An artificial intelligence (AI) software has defeated three world champions in drone racing, a “new milestone,” according to its developers. The software named Swift, built by researchers at Zurich University in Switzerland and Intel, won many races against human competitors, during tests last year. waterfordbanquet.com
According to researchers, while IBM’s Deep Blue defeated Gary Kasparov in a chess game in 1996 and Google’s AlphaGo defeated Go champion Lee Sedol in 2016, this is the first time an AI system has defeated human adversaries in physical activity such as drone racing.
Swift defeated 2019 Drone Racing League champion Alex Vanover, 2019 MultiGP Drone Racing champion Thomas Bitmatta, and three-time Swiss champion Marvin Schaepper in races held on a purpose-built track near Zurich in June 2022.
“This is a “new milestone” for AI
Swift, according to the Nature report, won numerous races against each of the human champions and had the fastest recorded race time, beating the best human performer by half a second.
Until recently, autonomous drones took twice as long to fly through a racetrack as those piloted by humans.
According to the researchers, this is a “new milestone” for AI because physical sports are more difficult for autonomous systems than board or computer games because they are less predictable.
“We don’t have a perfect knowledge of the drone and environment models, so the AI needs to learn them by interacting with the physical world,” said Davide Scaramuzza, head of the Robotics and Perception Group at the University of Zurich.

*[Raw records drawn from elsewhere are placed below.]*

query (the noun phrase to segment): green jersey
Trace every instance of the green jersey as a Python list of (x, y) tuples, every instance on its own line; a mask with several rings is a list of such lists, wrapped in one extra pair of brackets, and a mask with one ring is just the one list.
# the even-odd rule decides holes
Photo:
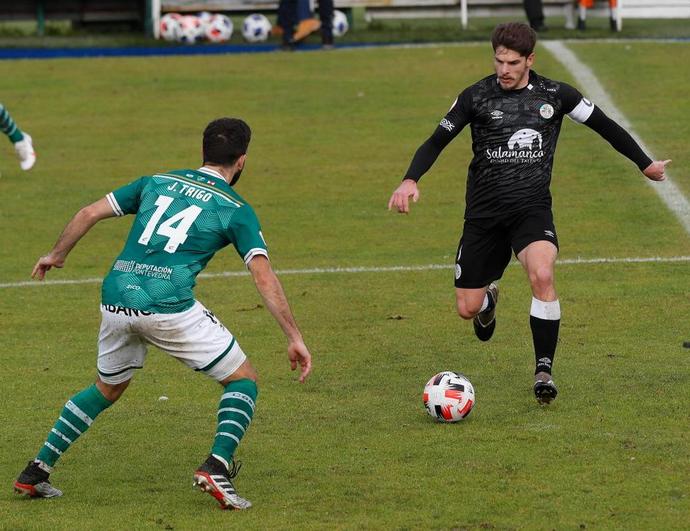
[(136, 218), (103, 281), (103, 304), (183, 312), (194, 304), (196, 276), (226, 245), (247, 264), (268, 256), (254, 210), (211, 169), (141, 177), (106, 199), (117, 215)]

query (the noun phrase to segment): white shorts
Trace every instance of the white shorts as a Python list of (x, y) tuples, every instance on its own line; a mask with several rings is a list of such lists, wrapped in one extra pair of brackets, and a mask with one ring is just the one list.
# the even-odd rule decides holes
[(144, 366), (147, 343), (217, 381), (247, 359), (227, 328), (199, 301), (181, 313), (150, 313), (101, 305), (98, 375), (107, 384), (126, 382)]

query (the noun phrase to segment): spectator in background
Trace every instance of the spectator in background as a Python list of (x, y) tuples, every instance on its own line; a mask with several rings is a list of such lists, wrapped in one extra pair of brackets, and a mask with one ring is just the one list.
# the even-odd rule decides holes
[[(617, 0), (609, 1), (609, 24), (611, 31), (618, 30), (618, 23), (616, 22), (618, 2)], [(586, 30), (587, 29), (587, 9), (594, 7), (594, 0), (578, 0), (579, 14), (577, 17), (577, 29)]]
[(297, 20), (297, 30), (292, 37), (295, 42), (306, 39), (309, 35), (321, 29), (321, 22), (314, 18), (309, 0), (297, 0)]
[(19, 167), (24, 171), (30, 170), (36, 162), (36, 153), (34, 152), (31, 137), (17, 127), (17, 124), (2, 103), (0, 103), (0, 130), (14, 144), (14, 150), (19, 159)]
[[(319, 0), (319, 18), (321, 19), (321, 43), (324, 49), (333, 47), (333, 0)], [(280, 0), (278, 19), (283, 27), (283, 50), (292, 50), (302, 36), (300, 28), (295, 33), (295, 23), (299, 15), (298, 0)], [(297, 39), (296, 37), (300, 37)]]
[(544, 24), (544, 7), (541, 0), (523, 0), (525, 6), (525, 13), (529, 25), (535, 31), (547, 31), (549, 28)]
[[(321, 28), (321, 22), (314, 18), (311, 11), (310, 0), (297, 0), (297, 30), (294, 32), (293, 40), (301, 41)], [(283, 35), (283, 21), (278, 16), (278, 21), (271, 29), (271, 34), (276, 37)]]

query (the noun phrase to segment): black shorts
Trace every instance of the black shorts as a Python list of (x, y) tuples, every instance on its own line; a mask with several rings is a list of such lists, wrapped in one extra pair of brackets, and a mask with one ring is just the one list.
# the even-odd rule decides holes
[(515, 255), (546, 240), (558, 249), (550, 208), (534, 207), (501, 218), (467, 219), (455, 260), (456, 288), (483, 288), (503, 276)]

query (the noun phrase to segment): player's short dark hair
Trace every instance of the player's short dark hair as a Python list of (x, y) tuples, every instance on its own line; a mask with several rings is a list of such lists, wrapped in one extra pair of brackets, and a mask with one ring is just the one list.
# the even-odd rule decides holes
[(247, 152), (252, 131), (239, 118), (218, 118), (204, 129), (204, 164), (231, 166)]
[(537, 32), (523, 22), (506, 22), (494, 28), (491, 34), (491, 45), (494, 52), (499, 46), (508, 48), (528, 57), (537, 44)]

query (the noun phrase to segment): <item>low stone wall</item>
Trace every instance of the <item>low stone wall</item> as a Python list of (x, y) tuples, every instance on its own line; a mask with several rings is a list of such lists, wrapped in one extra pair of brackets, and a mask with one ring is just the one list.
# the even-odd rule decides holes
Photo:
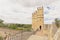
[(32, 31), (21, 31), (9, 36), (6, 40), (27, 40), (33, 34)]

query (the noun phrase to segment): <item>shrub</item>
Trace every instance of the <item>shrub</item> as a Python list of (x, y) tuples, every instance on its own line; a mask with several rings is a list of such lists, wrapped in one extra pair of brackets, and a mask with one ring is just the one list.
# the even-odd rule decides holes
[(8, 26), (8, 28), (10, 28), (10, 29), (16, 29), (16, 28), (17, 28), (17, 26), (16, 26), (16, 25), (14, 25), (14, 24), (10, 24), (10, 25)]
[(0, 36), (0, 40), (3, 40), (3, 37), (2, 36)]
[(22, 27), (18, 27), (18, 28), (16, 28), (17, 30), (23, 30), (23, 28)]

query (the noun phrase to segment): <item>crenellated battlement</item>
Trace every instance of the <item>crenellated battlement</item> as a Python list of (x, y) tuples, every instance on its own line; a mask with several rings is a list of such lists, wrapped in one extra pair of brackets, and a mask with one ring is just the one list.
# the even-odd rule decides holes
[(43, 29), (44, 26), (44, 14), (43, 7), (38, 7), (37, 10), (32, 14), (32, 28), (37, 30)]

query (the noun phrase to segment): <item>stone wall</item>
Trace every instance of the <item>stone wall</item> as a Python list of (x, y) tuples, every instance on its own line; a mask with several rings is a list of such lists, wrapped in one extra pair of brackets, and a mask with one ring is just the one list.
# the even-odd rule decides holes
[(32, 31), (21, 31), (9, 36), (6, 40), (27, 40), (33, 34)]

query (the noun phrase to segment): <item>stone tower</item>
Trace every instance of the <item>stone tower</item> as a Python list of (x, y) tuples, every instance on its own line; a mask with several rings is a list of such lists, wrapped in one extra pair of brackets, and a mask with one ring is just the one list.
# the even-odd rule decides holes
[(32, 14), (32, 28), (34, 31), (36, 31), (37, 29), (42, 30), (43, 26), (44, 26), (43, 7), (39, 7)]

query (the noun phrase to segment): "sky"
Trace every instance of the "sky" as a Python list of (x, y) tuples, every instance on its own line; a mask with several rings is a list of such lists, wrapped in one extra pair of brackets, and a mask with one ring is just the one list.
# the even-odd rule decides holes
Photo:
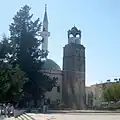
[(47, 4), (49, 58), (61, 68), (67, 31), (75, 24), (86, 47), (86, 85), (120, 77), (120, 0), (2, 0), (0, 36), (8, 35), (12, 18), (25, 4), (41, 22)]

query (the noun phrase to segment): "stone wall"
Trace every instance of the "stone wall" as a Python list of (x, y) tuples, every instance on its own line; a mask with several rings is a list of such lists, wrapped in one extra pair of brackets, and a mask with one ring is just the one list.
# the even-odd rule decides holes
[[(52, 91), (46, 92), (46, 98), (49, 98), (51, 102), (56, 102), (57, 100), (62, 101), (62, 71), (61, 70), (42, 70), (43, 73), (50, 76), (51, 78), (55, 77), (57, 79), (57, 86), (53, 87)], [(60, 92), (58, 92), (58, 88), (60, 87)]]
[(85, 48), (68, 44), (63, 56), (63, 101), (69, 107), (85, 108)]

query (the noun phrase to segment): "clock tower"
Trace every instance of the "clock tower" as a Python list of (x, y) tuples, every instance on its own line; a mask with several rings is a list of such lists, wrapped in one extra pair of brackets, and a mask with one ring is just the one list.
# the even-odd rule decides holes
[(68, 44), (63, 48), (62, 91), (65, 105), (85, 109), (85, 47), (75, 26), (68, 31)]

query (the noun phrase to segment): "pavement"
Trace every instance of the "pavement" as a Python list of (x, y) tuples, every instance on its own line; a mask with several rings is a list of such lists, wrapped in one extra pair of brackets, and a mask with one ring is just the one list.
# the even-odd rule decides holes
[[(0, 119), (3, 120), (3, 119)], [(56, 113), (26, 113), (18, 118), (5, 118), (4, 120), (120, 120), (120, 113), (102, 111), (56, 111)]]
[(120, 113), (120, 110), (49, 110), (49, 113)]
[(35, 120), (120, 120), (119, 113), (28, 113)]

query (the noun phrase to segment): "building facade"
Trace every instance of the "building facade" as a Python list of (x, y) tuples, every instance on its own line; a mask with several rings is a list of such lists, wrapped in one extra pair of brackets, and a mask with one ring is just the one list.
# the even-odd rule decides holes
[(104, 88), (109, 88), (113, 84), (120, 84), (120, 82), (104, 82), (99, 84), (94, 84), (89, 87), (86, 87), (86, 104), (89, 104), (89, 94), (92, 93), (92, 106), (93, 107), (100, 107), (102, 104), (104, 104), (104, 97), (103, 97), (103, 90)]
[[(43, 20), (42, 49), (48, 51), (47, 8)], [(57, 78), (57, 86), (46, 93), (51, 102), (57, 100), (67, 107), (85, 109), (85, 47), (81, 44), (81, 31), (75, 26), (68, 31), (68, 44), (63, 49), (63, 70), (55, 61), (46, 58), (43, 65), (45, 74)]]
[[(42, 50), (45, 52), (48, 52), (50, 36), (48, 27), (45, 6), (43, 29), (40, 33), (43, 40)], [(75, 26), (68, 30), (68, 43), (63, 48), (63, 69), (55, 61), (46, 58), (42, 72), (57, 79), (57, 86), (46, 93), (46, 98), (50, 99), (51, 103), (60, 101), (60, 104), (74, 109), (99, 107), (103, 101), (103, 88), (114, 83), (108, 80), (106, 83), (85, 87), (85, 47), (81, 44), (81, 31)]]

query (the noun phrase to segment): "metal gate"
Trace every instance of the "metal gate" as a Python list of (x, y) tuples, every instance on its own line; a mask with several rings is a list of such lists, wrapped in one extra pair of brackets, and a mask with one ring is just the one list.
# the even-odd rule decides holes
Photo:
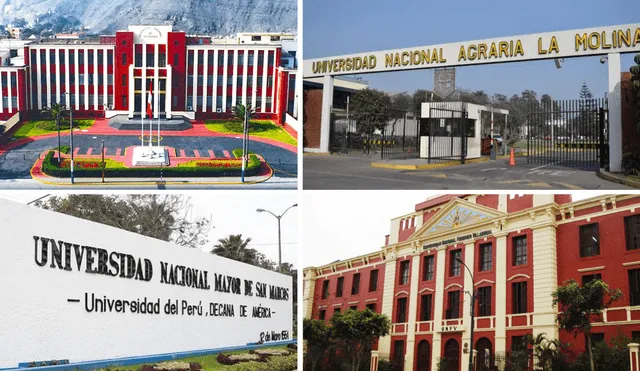
[(461, 102), (432, 102), (429, 117), (420, 120), (420, 144), (431, 161), (465, 163), (468, 137), (475, 136), (475, 120), (467, 115), (467, 105)]
[(582, 170), (608, 167), (608, 112), (604, 98), (532, 103), (527, 162)]
[(419, 156), (419, 124), (406, 111), (391, 110), (387, 124), (363, 133), (363, 127), (346, 111), (331, 114), (329, 149), (333, 153), (369, 156), (381, 159), (405, 159)]

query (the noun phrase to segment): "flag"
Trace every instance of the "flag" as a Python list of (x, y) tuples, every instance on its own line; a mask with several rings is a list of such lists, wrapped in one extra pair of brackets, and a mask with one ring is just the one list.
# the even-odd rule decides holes
[(147, 117), (153, 118), (153, 83), (149, 82), (149, 93), (147, 98)]

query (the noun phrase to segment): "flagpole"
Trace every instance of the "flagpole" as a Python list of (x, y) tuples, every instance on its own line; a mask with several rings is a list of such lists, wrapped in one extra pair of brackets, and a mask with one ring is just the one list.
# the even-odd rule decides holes
[[(144, 101), (144, 96), (140, 98)], [(144, 147), (144, 108), (140, 109), (140, 147)]]
[[(153, 82), (149, 82), (149, 87), (149, 149), (151, 149), (151, 139), (153, 139)], [(151, 151), (151, 154), (153, 155), (153, 150)]]

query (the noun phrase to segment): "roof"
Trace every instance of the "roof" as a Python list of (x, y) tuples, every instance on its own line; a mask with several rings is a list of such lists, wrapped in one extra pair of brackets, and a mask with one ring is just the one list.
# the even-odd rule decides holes
[(442, 196), (434, 197), (417, 204), (416, 211), (430, 209), (434, 206), (445, 204), (453, 200), (454, 198), (462, 198), (464, 196), (467, 196), (467, 195), (442, 195)]

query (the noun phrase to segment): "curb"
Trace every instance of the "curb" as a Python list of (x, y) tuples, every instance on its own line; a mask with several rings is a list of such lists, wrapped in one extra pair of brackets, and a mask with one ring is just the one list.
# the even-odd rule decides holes
[(598, 177), (600, 177), (600, 178), (602, 178), (604, 180), (608, 180), (610, 182), (624, 184), (624, 185), (629, 186), (629, 187), (640, 189), (640, 181), (629, 179), (627, 176), (624, 176), (624, 175), (618, 175), (616, 173), (610, 173), (608, 171), (605, 171), (604, 169), (599, 169), (596, 172), (596, 175), (598, 175)]
[[(489, 161), (488, 158), (477, 158), (466, 160), (465, 164), (473, 164), (476, 162), (486, 162)], [(371, 167), (376, 169), (391, 169), (391, 170), (429, 170), (429, 169), (440, 169), (443, 167), (453, 167), (453, 166), (461, 166), (460, 161), (449, 161), (449, 162), (441, 162), (438, 164), (424, 164), (424, 165), (400, 165), (400, 164), (390, 164), (386, 162), (372, 162)]]

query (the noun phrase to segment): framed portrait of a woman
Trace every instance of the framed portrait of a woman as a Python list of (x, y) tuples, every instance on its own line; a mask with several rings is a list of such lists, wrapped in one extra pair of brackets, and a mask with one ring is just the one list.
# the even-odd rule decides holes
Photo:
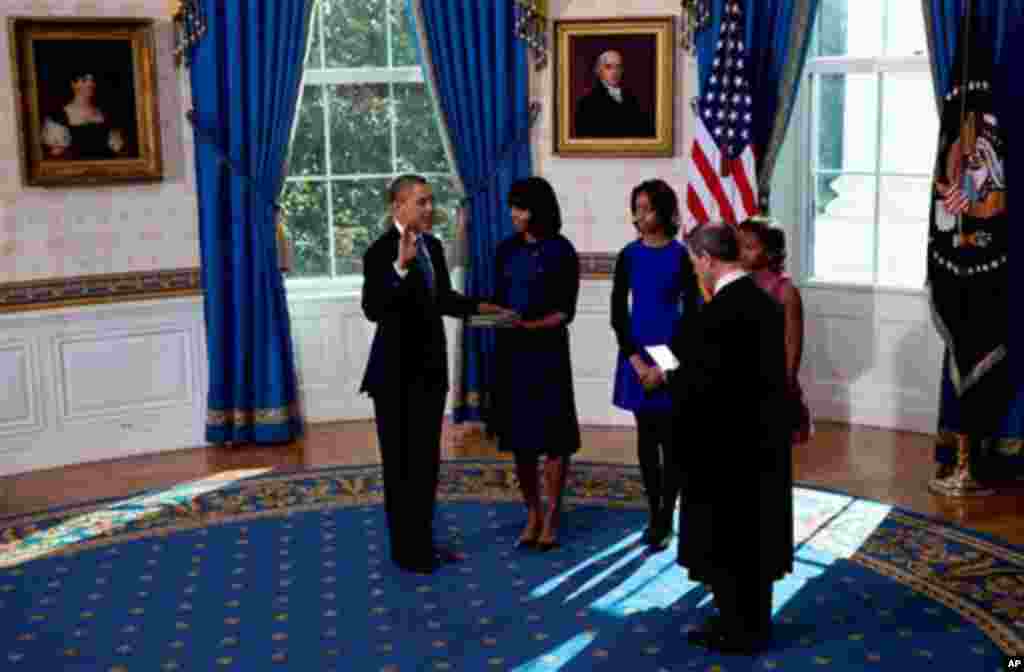
[(9, 24), (25, 182), (161, 179), (152, 20)]

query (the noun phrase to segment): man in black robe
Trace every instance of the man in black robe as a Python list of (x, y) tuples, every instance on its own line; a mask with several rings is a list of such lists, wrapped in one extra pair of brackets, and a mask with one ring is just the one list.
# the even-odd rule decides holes
[(653, 138), (654, 111), (622, 86), (622, 54), (606, 51), (594, 65), (594, 84), (576, 105), (577, 138)]
[(701, 227), (688, 246), (713, 295), (695, 328), (672, 344), (682, 363), (669, 377), (677, 422), (703, 437), (679, 447), (686, 469), (678, 561), (710, 586), (718, 607), (689, 640), (754, 654), (771, 635), (772, 583), (793, 570), (794, 413), (783, 314), (742, 271), (731, 227)]

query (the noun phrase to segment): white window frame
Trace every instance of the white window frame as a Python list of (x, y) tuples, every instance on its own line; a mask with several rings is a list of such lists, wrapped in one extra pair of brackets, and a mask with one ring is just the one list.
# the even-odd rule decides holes
[[(392, 5), (400, 3), (402, 0), (388, 0), (387, 8), (385, 12), (390, 14), (392, 11)], [(323, 36), (323, 12), (318, 7), (316, 8), (316, 22), (315, 29), (318, 31), (317, 34), (322, 38)], [(356, 68), (316, 68), (309, 69), (303, 72), (302, 85), (299, 88), (300, 99), (299, 105), (302, 104), (301, 92), (305, 91), (307, 84), (320, 86), (321, 104), (324, 114), (324, 174), (323, 175), (296, 175), (288, 176), (285, 178), (285, 183), (291, 182), (324, 182), (327, 184), (327, 222), (326, 225), (329, 228), (327, 236), (328, 246), (328, 259), (329, 266), (328, 272), (330, 275), (316, 276), (316, 277), (297, 277), (297, 278), (285, 278), (285, 287), (290, 293), (297, 293), (304, 296), (317, 296), (327, 295), (333, 296), (337, 294), (350, 295), (356, 294), (360, 291), (363, 286), (363, 277), (357, 274), (349, 275), (338, 275), (337, 274), (337, 257), (335, 251), (335, 236), (334, 236), (334, 199), (331, 198), (331, 182), (334, 180), (371, 180), (381, 178), (393, 178), (396, 177), (395, 173), (359, 173), (359, 174), (335, 174), (332, 171), (331, 166), (331, 127), (330, 127), (330, 105), (327, 100), (328, 86), (331, 85), (352, 85), (352, 84), (387, 84), (388, 95), (390, 100), (394, 100), (395, 95), (395, 84), (423, 84), (423, 71), (417, 65), (411, 66), (392, 66), (391, 59), (393, 56), (392, 50), (392, 30), (391, 21), (385, 21), (385, 45), (388, 55), (388, 65), (386, 66), (374, 66), (374, 67), (356, 67)], [(311, 38), (312, 39), (312, 38)], [(327, 63), (327, 48), (323, 39), (318, 40), (317, 44), (320, 50), (320, 64), (324, 66)], [(397, 133), (397, 122), (398, 119), (395, 115), (395, 106), (392, 104), (389, 106), (389, 117), (391, 122), (391, 165), (395, 165), (397, 160), (397, 147), (396, 133)], [(296, 110), (295, 123), (298, 124), (299, 114)], [(435, 178), (452, 178), (454, 173), (421, 173), (423, 177), (428, 180)]]
[[(820, 11), (820, 10), (819, 10)], [(819, 15), (818, 21), (821, 20)], [(886, 17), (879, 17), (884, 26), (887, 25)], [(815, 22), (815, 31), (818, 30), (818, 21)], [(887, 43), (888, 35), (883, 36), (883, 44)], [(817, 47), (817, 33), (815, 34), (811, 50)], [(895, 285), (881, 285), (878, 282), (879, 272), (879, 217), (881, 200), (881, 182), (885, 177), (925, 177), (931, 178), (931, 173), (900, 173), (882, 170), (881, 150), (882, 133), (884, 130), (885, 110), (885, 77), (893, 73), (917, 73), (931, 77), (931, 65), (928, 55), (924, 52), (913, 55), (901, 56), (821, 56), (808, 55), (807, 64), (804, 68), (803, 81), (801, 83), (800, 95), (794, 109), (791, 131), (795, 131), (794, 139), (798, 140), (796, 160), (798, 168), (797, 180), (792, 187), (795, 192), (799, 209), (798, 230), (800, 249), (799, 284), (804, 287), (816, 287), (823, 289), (849, 289), (862, 292), (891, 292), (896, 294), (921, 295), (926, 292), (925, 287), (911, 288)], [(834, 74), (870, 74), (875, 76), (876, 101), (877, 101), (877, 128), (875, 147), (875, 169), (874, 171), (858, 170), (819, 170), (818, 168), (818, 129), (817, 114), (815, 110), (816, 88), (818, 78), (822, 75)], [(821, 175), (861, 175), (873, 177), (875, 180), (875, 202), (874, 212), (874, 234), (873, 234), (873, 258), (872, 278), (870, 283), (853, 283), (836, 280), (818, 279), (813, 275), (814, 269), (814, 237), (815, 237), (815, 201), (817, 198), (817, 178)], [(922, 250), (924, 255), (925, 251)]]

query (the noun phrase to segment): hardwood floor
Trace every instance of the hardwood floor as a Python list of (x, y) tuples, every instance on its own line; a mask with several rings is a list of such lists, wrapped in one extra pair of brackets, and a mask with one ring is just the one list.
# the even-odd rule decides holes
[[(878, 500), (1024, 545), (1024, 484), (990, 497), (938, 497), (927, 487), (934, 472), (932, 437), (831, 423), (818, 423), (816, 431), (809, 444), (794, 451), (794, 473), (801, 483)], [(634, 464), (635, 441), (632, 429), (585, 428), (577, 459)], [(493, 442), (457, 427), (446, 428), (443, 454), (446, 459), (504, 457)], [(377, 461), (372, 421), (312, 425), (305, 437), (286, 446), (196, 448), (0, 478), (0, 516), (123, 497), (235, 469), (293, 471)]]

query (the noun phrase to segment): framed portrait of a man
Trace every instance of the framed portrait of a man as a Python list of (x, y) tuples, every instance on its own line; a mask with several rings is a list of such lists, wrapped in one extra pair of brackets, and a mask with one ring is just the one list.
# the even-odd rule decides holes
[(672, 156), (674, 19), (555, 22), (554, 152)]
[(162, 177), (153, 22), (12, 18), (25, 182)]

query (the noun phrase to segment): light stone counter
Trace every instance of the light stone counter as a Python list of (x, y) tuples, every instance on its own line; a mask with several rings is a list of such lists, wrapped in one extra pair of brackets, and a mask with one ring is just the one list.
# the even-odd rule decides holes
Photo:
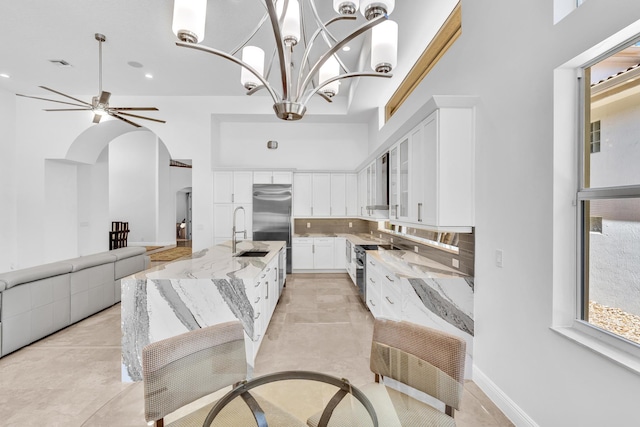
[(231, 242), (226, 242), (122, 279), (122, 380), (142, 380), (145, 345), (236, 319), (245, 330), (251, 369), (259, 345), (256, 337), (268, 325), (266, 316), (260, 322), (254, 319), (260, 310), (254, 304), (254, 283), (270, 263), (277, 265), (284, 246), (285, 242), (238, 242), (238, 252), (269, 252), (242, 258), (234, 257)]
[(354, 245), (378, 245), (378, 244), (389, 244), (389, 242), (375, 237), (373, 234), (367, 233), (296, 233), (293, 237), (344, 237), (349, 240)]

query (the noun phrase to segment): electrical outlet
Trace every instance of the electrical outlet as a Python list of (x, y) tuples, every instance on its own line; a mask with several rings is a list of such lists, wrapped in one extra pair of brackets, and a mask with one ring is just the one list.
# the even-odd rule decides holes
[(352, 222), (349, 223), (349, 228), (353, 228), (353, 223)]
[(378, 234), (378, 236), (380, 236), (380, 238), (382, 239), (382, 233), (381, 233), (381, 234)]
[(310, 222), (307, 223), (307, 228), (311, 228), (311, 223)]
[(393, 237), (390, 240), (391, 240), (391, 243), (393, 243)]
[(451, 259), (451, 265), (452, 265), (454, 268), (460, 268), (460, 261), (459, 261), (459, 260), (457, 260), (457, 259), (455, 259), (455, 258), (452, 258), (452, 259)]
[(502, 249), (496, 249), (496, 267), (502, 268)]
[(418, 253), (418, 247), (417, 247), (417, 246), (414, 246), (414, 247), (413, 247), (413, 251), (414, 251), (415, 253)]

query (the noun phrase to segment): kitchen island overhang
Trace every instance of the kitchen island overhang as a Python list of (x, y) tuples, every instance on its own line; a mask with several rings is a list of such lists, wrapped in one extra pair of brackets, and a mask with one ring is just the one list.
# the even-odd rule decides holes
[[(240, 257), (241, 252), (267, 252)], [(122, 279), (122, 380), (142, 380), (147, 344), (181, 333), (239, 320), (252, 372), (280, 286), (278, 266), (286, 242), (231, 242)]]

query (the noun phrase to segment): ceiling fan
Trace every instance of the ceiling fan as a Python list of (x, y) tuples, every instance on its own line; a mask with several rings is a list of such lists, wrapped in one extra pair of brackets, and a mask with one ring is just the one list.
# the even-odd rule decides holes
[(43, 101), (57, 102), (59, 104), (67, 104), (67, 105), (73, 105), (75, 107), (80, 107), (80, 108), (45, 109), (44, 111), (93, 111), (93, 123), (99, 123), (100, 119), (105, 114), (108, 114), (111, 117), (115, 117), (116, 119), (122, 120), (123, 122), (129, 123), (130, 125), (138, 128), (141, 127), (141, 125), (122, 116), (135, 117), (135, 118), (144, 119), (144, 120), (151, 120), (159, 123), (166, 123), (166, 121), (164, 120), (152, 119), (151, 117), (144, 117), (144, 116), (139, 116), (137, 114), (127, 113), (127, 111), (158, 111), (158, 109), (155, 107), (110, 107), (109, 106), (109, 98), (111, 98), (111, 92), (102, 90), (102, 43), (106, 41), (107, 38), (103, 34), (99, 34), (99, 33), (96, 33), (95, 38), (99, 43), (99, 61), (100, 61), (100, 64), (99, 64), (100, 74), (99, 74), (99, 87), (98, 87), (99, 95), (94, 96), (91, 99), (91, 103), (82, 101), (80, 99), (74, 98), (72, 96), (66, 95), (62, 92), (58, 92), (57, 90), (53, 90), (45, 86), (40, 86), (40, 87), (42, 89), (48, 90), (49, 92), (53, 92), (58, 95), (64, 96), (65, 98), (72, 99), (77, 103), (57, 101), (55, 99), (39, 98), (36, 96), (21, 95), (19, 93), (16, 95), (23, 96), (25, 98), (40, 99)]

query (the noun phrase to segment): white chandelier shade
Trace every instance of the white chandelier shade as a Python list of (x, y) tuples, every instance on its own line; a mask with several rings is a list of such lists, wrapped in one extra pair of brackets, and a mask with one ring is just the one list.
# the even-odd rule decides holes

To win, the AI system had to handle quadcopter drones remotely and fly them at speeds surpassing 100 km/h, just like its human competitors.
Swift raced using real-time data obtained by an onboard camera
The lap was considered complete when racers crossed seven square gates in the correct order. They also had to perform difficult movements and acrobatic features.
Swift raced using real-time data obtained by an onboard camera similar to the one used by human racers.
According to the researchers, the system learned to fly by trial and error after a month of simulated flying time, which is equivalent to less than an hour on a desktop computer.
They claimed that training in a simulated environment averted the destruction of drones during the early stages of learning when the system frequently crashed.
“To make sure that the consequences of actions in the simulator were as close as possible to the ones in the real world, we designed a method to optimize the simulator with real data,” said first author of the paper, Elia Kaufmann.
Human pilots, according to studies, are still superior at responding to shifting conditions. AI failed when the conditions were different from what it had been taught for, even if it was just too much light in the room.
It would be less important in terms of the technology’s possible real-world applications, where fast-flying and hence battery-life-preserving drones might be advantageous in areas such as environmental monitoring or disaster response, according to the researchers.